Is I-adic completion a ring epimorphism?

Question

Let $R$ be a commutative ring and let $I \subset R$ be an ideal. For any $n \ge 1$, the ring homomorphism $R \rightarrow R/I^n$ is surjective, hence an epimorphism in the category of rings. What about the natural map $R \rightarrow \hat{R_I}:=\lim_n R/I^n$ to the $I$-adic completion of $R$? This map is no longer surjective, but is it nevertheless an epimorphism?

If it is not an epimorphism in general, then I would also be interested in hearing about classes of rings for which it is an epimorphism. For example, does it hold for the p-adic integers?

Answer 1

(1) If $\mathbb{Z} \to \mathbb{Z}_p$ was an epimorphism, this would imply that $\mathbb{Q} \to \mathbb{Z}_p \otimes_{\mathbb{Z}} \mathbb{Q} = \mathbb{Q}_p$ is an epimorphism. But $\mathbb{Q}$ is a field and $\mathbb{Q} \to \mathbb{Q}_p$ is not surjective, so this is a contradiction.
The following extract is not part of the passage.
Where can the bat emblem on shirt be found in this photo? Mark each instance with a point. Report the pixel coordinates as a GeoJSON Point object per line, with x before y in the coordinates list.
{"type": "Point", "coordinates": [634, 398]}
(2) I think that $R \to \widehat{R}_I$ is almost never an epimorphism.

(3) See here for a classification of epimorphisms $\mathbb{Z} \to A$.

(4) There was a seminar about epimorphisms of commutative rings. For example, Prop. 1.5 in D. Lazard's "Epimorphismes plats" tells us that $f : A \to B$ is an epimorphism of commutative rings if and only if the following conditions are satisfied:

• $\mathrm{Spec}(B) \to \mathrm{Spec}(A), \mathfrak{p} \mapsto f^{-1}(\mathfrak{p})$ is injective
• For every prime ideal $\mathfrak{p}$ of $B$, the natural map $Q(A/f^{-1}(\mathfrak{p})) \to Q(B/\mathfrak{p})$ is an isomorphism.
• The kernel $J = \ker(B \otimes_A B \xrightarrow{*} B)$ is a finitely generated $B \otimes_A B$-module with $J = J^2$.

The second condition fails for $\mathbb{Z} \to \mathbb{Z}_p$ if we take $\mathfrak{p}=0$.